Edited by Deepali Verma
External Affairs Minister S Jaishankar called for an increased use of locally manufactured products by Bharatiya consumers at a time when cheap and highly subsidised imported items are “invading” Bharatiya market.
Bharat is trying to curb cheap quality imports from countries such as China by employing several policy measures including quality control orders (QCOs). China continues to be Bharat’s top import source with imports recording a 4 per cent jump to a record $98.51 billion in FY23. While Bharat is dependent on imports of several items such as Active Pharmaceutical Ingredients (APIs), trade with China lacks transparency. China’s exports to Bharat have risen consistently. However, Bharat’s export to China is put through multiple non-tariff barriers resulting in a sharp decline over the years.
“There is a danger of cheap goods or subsidised goods invading our markets. Therefore, we have to instil pride in the producer as well as in the consumer. We must consciously say that we should make in Bharat and buy what is made in Bharat,” Jaishankar remarked at the ‘Aatmanirbhar Bharat Utsav Celebration’ organised at Bharat Mandapam.

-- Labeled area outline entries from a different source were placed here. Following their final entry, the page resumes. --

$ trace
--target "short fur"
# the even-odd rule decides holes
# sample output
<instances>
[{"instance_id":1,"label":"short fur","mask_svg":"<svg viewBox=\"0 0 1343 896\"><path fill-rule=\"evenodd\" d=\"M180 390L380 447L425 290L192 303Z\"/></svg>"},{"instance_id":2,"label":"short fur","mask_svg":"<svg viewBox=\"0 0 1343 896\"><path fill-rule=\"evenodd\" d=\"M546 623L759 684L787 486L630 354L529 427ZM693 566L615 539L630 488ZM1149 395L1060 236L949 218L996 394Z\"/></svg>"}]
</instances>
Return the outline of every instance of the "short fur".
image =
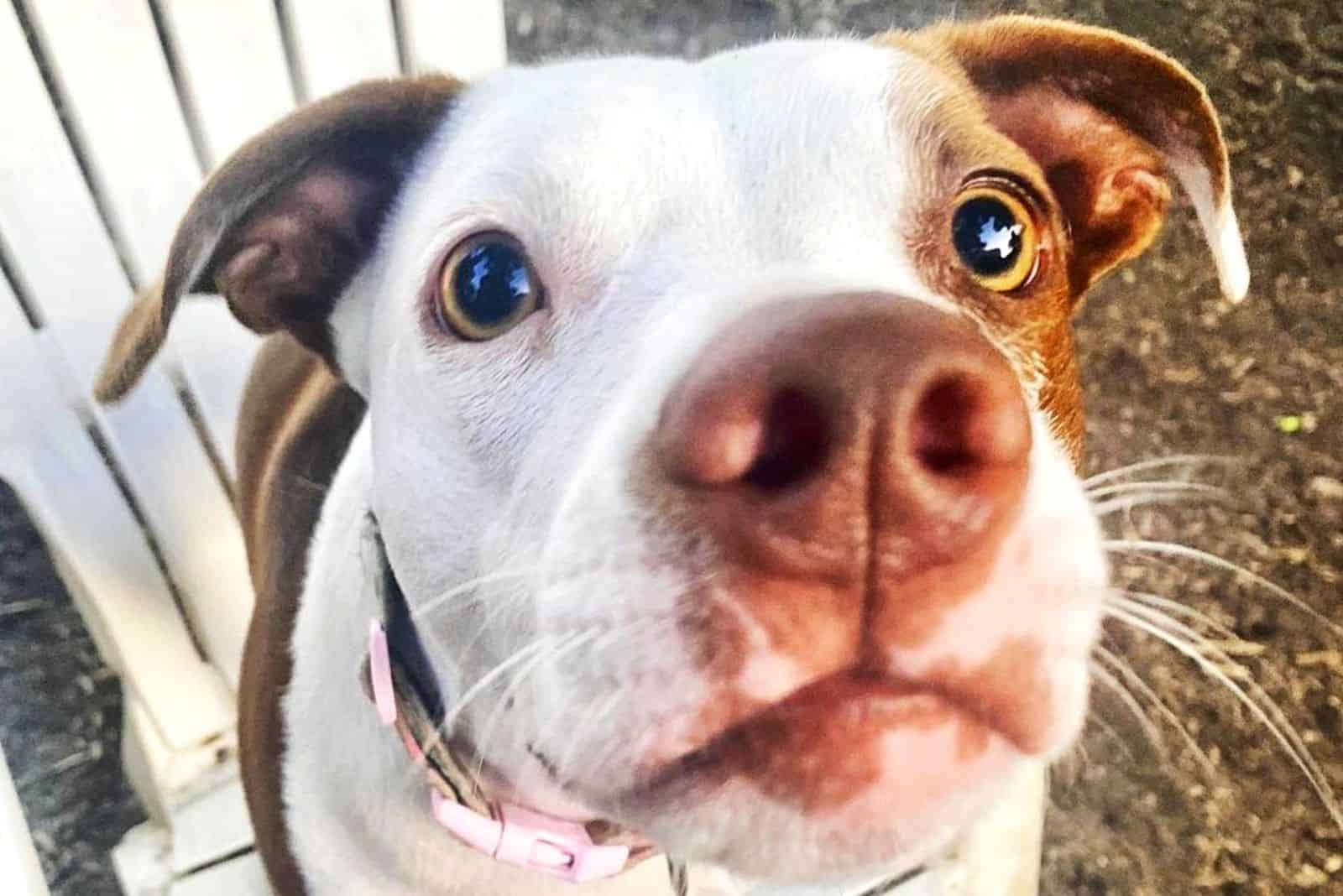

The importance of One District-One Product (ODOP), lies in the selection, branding, and promotion of at least one product from each district. The minister stated, “ODOP is part of our personality and it is very important because in the era of globalisation, various societies and cultures begin to lose their identity and personality”.
Meanwhile, the commerce minister Piyush Goyal remarked that Bharat is not anti-imports.
“The idea is not to close our doors or imply that imports are bad. We are not anti-import. Atmanirbhar Bharat means we will boost our exports and for that if there is a need to import, we will not stop those. We will leave Bharat’s impression on the cost, competition and quality front,” Goyal said.
The year 2023 saw Bharat’s goods imports far outstrip the exports. Moreover, exports noted a decline amid slowing global demand owing to the backdrop of demand slowdown in the west and in China, the Global Trade Research Initiative (GTRI) said.
“Interestingly, this decrease in exports occurred despite a considerable depreciation in the Indian Rupee (INR) against the US Dollar (USD). Over the course of a year, the average INR/USD exchange rate had depreciated from 77.5 in June 2022 to 82.1 in June 2023. Normally, a weaker domestic currency can enhance exports by making a country’s products more competitive in the global market. However, in Bharat’s case, the depreciation of the INR did not transform into an increased export volume,” the think tank said.
Bharat’s efforts to push for local production and cut reliance on Chinese items has seen notable results in the electronic manufacturing sector. The imports of finished electronic products such as computers, laptops and other hardware showed a decline, dropping from $15.4 billion to $13.8 billion noting a decrease of 10.3 per cent. Imports of electronic instruments also indicate a slight reduction from $10.4 billion to $10.1 billion, a 2.3 per cent decline.
These trends indicate the early successes of Bharat’s Production-Linked Incentive (PLI) scheme that aims to boost domestic manufacturing and reduce the dependency on imported electronics.